American film producer

Jennifer Colleen Douglas (born 1964) is an American writer/producer and activist. She has worked in film, video, television, radio, print and Internet projects. She is the writer and co-producer of the 2012 documentary film, Save KLSD: Media Consolidation & Local Radio.

==Biography==

Douglas graduated from Douglas MacArthur High School in Saginaw Township, Michigan, and graduated with a degree in English Language and Literature from the University of Michigan and pursued graduate coursework in public health at Hunter College in New York City. She and her engineer/CEO husband Joe Vettel and their daughter Genevieve and son Joel live in San Diego. Previously she lived in New York City and Washington, D.C.

==Selected media work==

In Washington, D.C., Douglas was a staff news writer/field producer at WTTG-TV, and a freelance writer at CNN and WUSA-TV (CBS).
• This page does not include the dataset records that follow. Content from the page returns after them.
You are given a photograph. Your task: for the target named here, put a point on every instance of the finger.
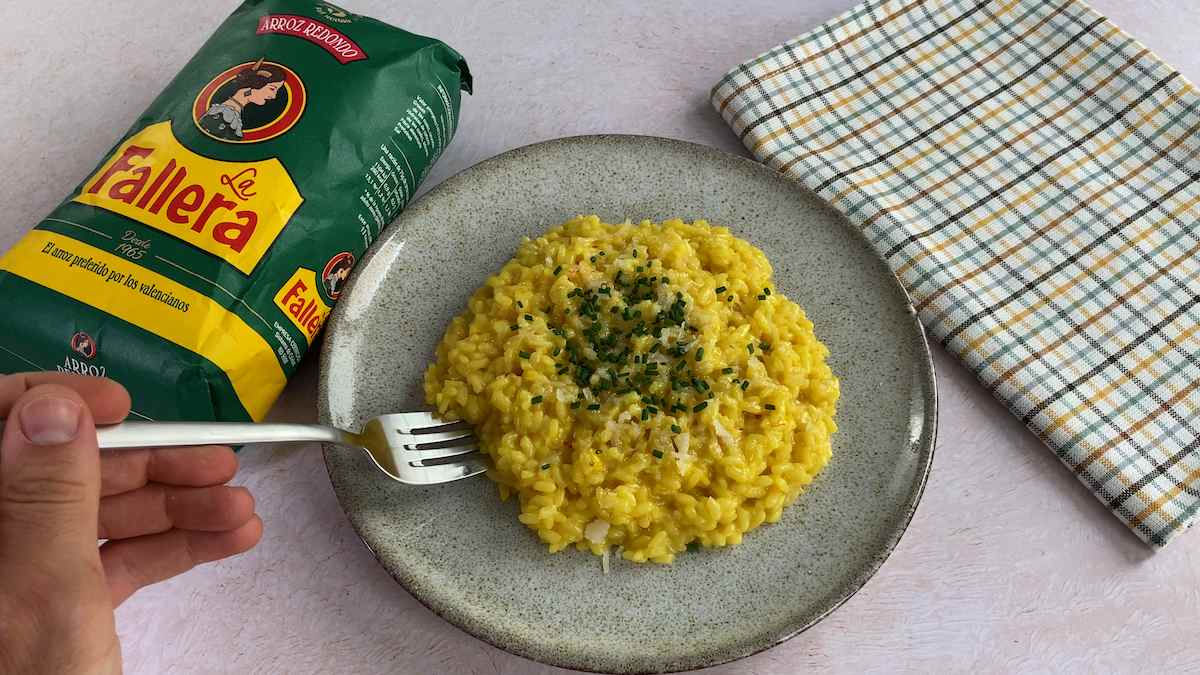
(159, 508)
(135, 563)
(107, 400)
(49, 478)
(196, 466)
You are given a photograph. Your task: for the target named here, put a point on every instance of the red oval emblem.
(250, 102)
(83, 345)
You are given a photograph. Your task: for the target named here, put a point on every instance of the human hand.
(162, 512)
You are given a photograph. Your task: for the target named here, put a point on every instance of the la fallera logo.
(250, 102)
(83, 345)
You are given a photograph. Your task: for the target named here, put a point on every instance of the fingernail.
(51, 420)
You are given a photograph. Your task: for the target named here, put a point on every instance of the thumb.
(49, 478)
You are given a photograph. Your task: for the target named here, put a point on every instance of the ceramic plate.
(462, 551)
She is the co-editor of Cooking with the Stars: Healthy, Delicious Recipes from Celebrities' Own Kitchens, with Michael Jacobson, PhD, founder and executive director of the Center for Science in the Public Interest. She wrote for The Low-Cholesterol Gourmet television series on the Discovery Channel hosted by Lynn Fischer, and researched Fischer's book, The Better Sex Diet. She was marketing director for the Snow Globe Christmas DVD, directed by Ron Ranson, and appears in the "Behind the Scenes" feature on the DVD. She and Ranson also produced an Iraq Memorial video for documentary director Robert Greenwald's Brave New Foundation.
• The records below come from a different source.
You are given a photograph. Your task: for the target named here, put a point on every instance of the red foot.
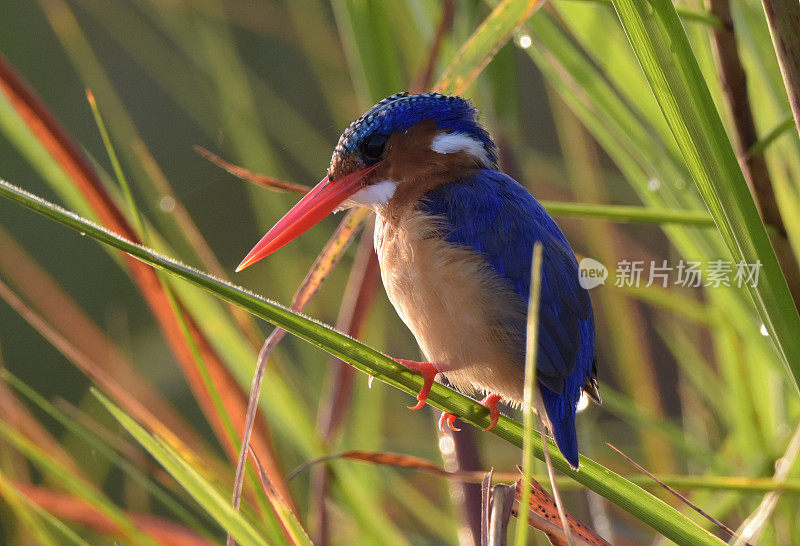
(448, 418)
(491, 402)
(428, 372)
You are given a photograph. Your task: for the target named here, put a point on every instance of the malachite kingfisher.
(454, 238)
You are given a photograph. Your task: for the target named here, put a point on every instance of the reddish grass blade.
(326, 261)
(358, 298)
(14, 413)
(70, 157)
(79, 511)
(258, 179)
(543, 515)
(102, 360)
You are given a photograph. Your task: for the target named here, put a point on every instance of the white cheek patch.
(449, 143)
(373, 196)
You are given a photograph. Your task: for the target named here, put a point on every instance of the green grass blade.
(656, 35)
(74, 484)
(528, 415)
(623, 493)
(28, 510)
(102, 448)
(476, 52)
(625, 213)
(198, 487)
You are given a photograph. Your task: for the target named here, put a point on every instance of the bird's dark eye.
(373, 147)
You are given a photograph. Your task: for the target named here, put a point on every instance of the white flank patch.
(449, 143)
(373, 196)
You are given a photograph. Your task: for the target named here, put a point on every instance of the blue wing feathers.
(496, 216)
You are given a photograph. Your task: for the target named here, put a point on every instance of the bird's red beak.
(313, 207)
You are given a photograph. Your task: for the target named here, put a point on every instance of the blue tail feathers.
(561, 413)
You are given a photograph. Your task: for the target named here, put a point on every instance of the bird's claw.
(491, 403)
(428, 372)
(449, 419)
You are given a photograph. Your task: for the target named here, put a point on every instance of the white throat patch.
(449, 143)
(373, 196)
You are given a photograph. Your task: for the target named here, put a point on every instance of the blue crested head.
(401, 111)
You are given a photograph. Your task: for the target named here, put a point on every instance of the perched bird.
(455, 238)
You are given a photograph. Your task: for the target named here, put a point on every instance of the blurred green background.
(691, 386)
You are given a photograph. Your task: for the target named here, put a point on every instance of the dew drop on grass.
(446, 444)
(167, 204)
(524, 40)
(583, 402)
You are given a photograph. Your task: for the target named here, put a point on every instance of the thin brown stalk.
(356, 303)
(783, 18)
(754, 166)
(324, 264)
(16, 415)
(730, 533)
(486, 496)
(79, 511)
(75, 164)
(752, 526)
(633, 352)
(502, 503)
(267, 182)
(192, 234)
(562, 513)
(543, 515)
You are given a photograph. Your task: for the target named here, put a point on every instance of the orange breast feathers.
(467, 322)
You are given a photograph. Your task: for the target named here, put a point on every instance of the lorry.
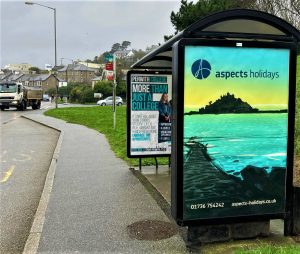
(15, 94)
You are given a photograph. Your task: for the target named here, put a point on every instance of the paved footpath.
(94, 198)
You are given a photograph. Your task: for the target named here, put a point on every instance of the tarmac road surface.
(26, 150)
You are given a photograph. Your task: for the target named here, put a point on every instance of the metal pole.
(54, 9)
(114, 88)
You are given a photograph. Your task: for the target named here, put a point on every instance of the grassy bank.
(101, 119)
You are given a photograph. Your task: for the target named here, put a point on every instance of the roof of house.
(35, 77)
(76, 67)
(5, 76)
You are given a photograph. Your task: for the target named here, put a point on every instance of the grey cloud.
(84, 29)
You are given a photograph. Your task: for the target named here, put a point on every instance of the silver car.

Douglas wrote and co-produced with Jon Monday the 2012 documentary, Save KLSD: Media Consolidation and Local Radio, narrated by Jon Elliott and Bree Walker, and featuring Ed Schultz, Thom Hartmann, Amy Goodman, Van Jones, Richard Wolffe, Jonathan Adelstein, Robert Reich, Eric Klinenberg, David Shuster, Stacy Taylor and many others. The film had its broadcast premiere on Link TV in September 2012.

==Activism==

Jennifer co-founded the grassroots project "San Diego Adopts Arizona", which brought volunteers from Southern California to Arizona to campaign for the 2004 Democratic presidential candidate John Kerry. In 2008 she led volunteers on trips to Nevada for the Democratic presidential candidate Obama and was planning trips to Arizona and Nevada to campaign for Obama's 2012 re-election. She is a founding member of the media reform group that grew out of the rallies to "Save KLSD" radio in 2007, now called CPR-San Diego (Campaign for Press Reform), which is becoming a project of the nonprofit group Common Cause.
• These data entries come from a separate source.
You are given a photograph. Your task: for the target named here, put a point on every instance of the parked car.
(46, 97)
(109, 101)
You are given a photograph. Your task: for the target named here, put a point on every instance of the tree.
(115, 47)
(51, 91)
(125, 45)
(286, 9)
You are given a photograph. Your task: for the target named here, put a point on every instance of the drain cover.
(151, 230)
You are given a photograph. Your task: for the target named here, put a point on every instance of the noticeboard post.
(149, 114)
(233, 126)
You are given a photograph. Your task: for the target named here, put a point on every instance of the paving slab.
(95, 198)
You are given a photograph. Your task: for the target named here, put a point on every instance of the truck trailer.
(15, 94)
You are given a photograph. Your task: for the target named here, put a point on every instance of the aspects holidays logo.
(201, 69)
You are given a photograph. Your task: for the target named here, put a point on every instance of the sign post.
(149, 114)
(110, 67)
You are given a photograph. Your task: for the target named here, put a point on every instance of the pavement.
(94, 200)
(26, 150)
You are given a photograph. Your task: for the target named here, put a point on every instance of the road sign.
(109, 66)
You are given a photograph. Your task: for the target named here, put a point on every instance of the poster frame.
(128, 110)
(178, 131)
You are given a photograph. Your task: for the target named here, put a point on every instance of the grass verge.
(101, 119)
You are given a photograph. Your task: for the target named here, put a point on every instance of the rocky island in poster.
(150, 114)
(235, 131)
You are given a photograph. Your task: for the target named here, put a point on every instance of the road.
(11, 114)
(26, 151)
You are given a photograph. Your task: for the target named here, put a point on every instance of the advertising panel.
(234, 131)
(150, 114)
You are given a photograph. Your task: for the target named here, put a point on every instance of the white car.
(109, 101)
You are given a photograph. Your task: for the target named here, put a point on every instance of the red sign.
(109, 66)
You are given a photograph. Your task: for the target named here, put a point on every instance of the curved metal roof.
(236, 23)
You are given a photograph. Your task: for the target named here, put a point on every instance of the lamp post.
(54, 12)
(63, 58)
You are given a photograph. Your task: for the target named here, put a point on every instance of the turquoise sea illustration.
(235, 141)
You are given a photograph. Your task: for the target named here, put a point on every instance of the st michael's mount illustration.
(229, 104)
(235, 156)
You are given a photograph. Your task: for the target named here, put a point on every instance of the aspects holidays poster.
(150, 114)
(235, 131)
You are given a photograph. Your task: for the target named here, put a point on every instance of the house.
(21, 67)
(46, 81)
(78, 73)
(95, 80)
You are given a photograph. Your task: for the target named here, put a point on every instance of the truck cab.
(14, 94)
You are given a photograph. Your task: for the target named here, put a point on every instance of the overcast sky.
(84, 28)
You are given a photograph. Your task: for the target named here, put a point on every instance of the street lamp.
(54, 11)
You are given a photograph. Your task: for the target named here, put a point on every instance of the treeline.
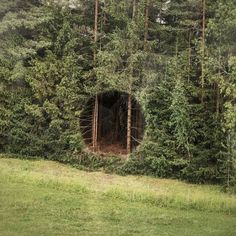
(177, 58)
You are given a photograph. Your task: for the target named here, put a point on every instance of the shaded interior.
(112, 123)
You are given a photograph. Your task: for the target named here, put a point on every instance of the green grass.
(48, 198)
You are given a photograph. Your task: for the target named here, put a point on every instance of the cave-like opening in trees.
(112, 122)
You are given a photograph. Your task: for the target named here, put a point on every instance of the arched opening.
(112, 122)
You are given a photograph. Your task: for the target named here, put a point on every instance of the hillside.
(47, 198)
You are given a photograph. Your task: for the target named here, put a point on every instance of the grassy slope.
(47, 198)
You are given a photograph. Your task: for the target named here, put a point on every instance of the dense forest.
(173, 63)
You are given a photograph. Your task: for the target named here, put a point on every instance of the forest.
(145, 86)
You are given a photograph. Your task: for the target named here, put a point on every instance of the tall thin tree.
(96, 105)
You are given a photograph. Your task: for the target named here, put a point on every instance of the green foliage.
(50, 66)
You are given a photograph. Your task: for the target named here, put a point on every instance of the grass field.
(48, 198)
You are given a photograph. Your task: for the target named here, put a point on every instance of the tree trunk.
(129, 117)
(95, 124)
(95, 112)
(134, 9)
(203, 48)
(146, 24)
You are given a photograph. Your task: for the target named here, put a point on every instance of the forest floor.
(48, 198)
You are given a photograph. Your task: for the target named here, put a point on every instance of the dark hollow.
(112, 123)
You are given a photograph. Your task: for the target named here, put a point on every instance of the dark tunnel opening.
(110, 112)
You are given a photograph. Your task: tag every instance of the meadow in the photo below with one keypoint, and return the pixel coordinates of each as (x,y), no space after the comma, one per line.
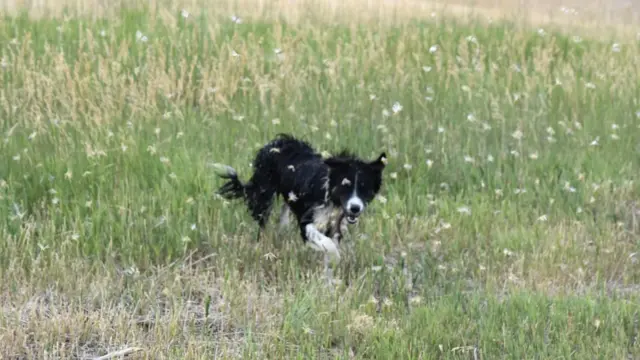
(508,225)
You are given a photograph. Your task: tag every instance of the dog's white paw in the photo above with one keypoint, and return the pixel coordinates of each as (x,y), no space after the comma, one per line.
(320,242)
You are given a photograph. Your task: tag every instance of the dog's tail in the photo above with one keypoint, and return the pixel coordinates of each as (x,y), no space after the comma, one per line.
(232,189)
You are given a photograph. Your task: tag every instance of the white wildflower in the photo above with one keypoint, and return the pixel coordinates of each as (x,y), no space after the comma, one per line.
(396,108)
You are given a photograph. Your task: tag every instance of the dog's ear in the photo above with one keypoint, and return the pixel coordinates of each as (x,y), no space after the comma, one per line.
(380,162)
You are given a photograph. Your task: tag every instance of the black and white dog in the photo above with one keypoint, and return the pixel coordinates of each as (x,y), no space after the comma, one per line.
(321,193)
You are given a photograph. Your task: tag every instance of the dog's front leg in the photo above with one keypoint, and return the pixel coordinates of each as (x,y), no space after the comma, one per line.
(318,241)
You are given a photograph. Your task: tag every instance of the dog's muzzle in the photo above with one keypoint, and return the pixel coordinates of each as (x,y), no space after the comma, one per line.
(352,219)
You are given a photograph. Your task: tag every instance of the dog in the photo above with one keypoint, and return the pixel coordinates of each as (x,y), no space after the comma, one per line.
(322,194)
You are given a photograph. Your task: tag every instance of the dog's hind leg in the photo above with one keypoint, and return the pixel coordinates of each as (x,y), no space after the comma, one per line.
(284,217)
(260,202)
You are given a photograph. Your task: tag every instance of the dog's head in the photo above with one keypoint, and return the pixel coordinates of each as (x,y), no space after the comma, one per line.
(353,183)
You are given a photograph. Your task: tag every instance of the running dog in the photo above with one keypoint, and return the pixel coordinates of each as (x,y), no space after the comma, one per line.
(321,193)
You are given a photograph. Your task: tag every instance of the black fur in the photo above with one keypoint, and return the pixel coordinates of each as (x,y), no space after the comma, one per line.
(291,168)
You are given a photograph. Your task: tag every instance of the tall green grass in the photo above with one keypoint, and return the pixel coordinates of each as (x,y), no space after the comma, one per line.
(509,203)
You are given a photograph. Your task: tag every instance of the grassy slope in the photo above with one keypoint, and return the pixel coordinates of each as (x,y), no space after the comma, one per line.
(114,238)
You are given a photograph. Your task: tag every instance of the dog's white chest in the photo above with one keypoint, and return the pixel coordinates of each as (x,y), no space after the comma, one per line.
(325,216)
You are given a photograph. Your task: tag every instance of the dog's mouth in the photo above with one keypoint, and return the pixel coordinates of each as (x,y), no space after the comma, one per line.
(352,219)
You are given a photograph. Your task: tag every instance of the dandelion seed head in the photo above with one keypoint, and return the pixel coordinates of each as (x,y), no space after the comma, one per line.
(396,108)
(518,134)
(615,47)
(429,163)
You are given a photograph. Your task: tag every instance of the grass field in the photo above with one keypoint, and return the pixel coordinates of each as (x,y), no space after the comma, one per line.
(508,226)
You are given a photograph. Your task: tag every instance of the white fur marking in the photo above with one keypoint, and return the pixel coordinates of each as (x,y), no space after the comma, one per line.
(284,216)
(325,215)
(224,169)
(355,199)
(320,242)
Douglas is the founder of the Family Nature Meetup group for the San Diego Sierra Club and is on the working board of the San Diego Children and Nature Collaborative (SDCaN), which is part of the Children and Nature Network inspired by the work of San Diegan Richard Louv and his book Last Child in the Woods: Saving Our Children from Nature-Deficit Disorder.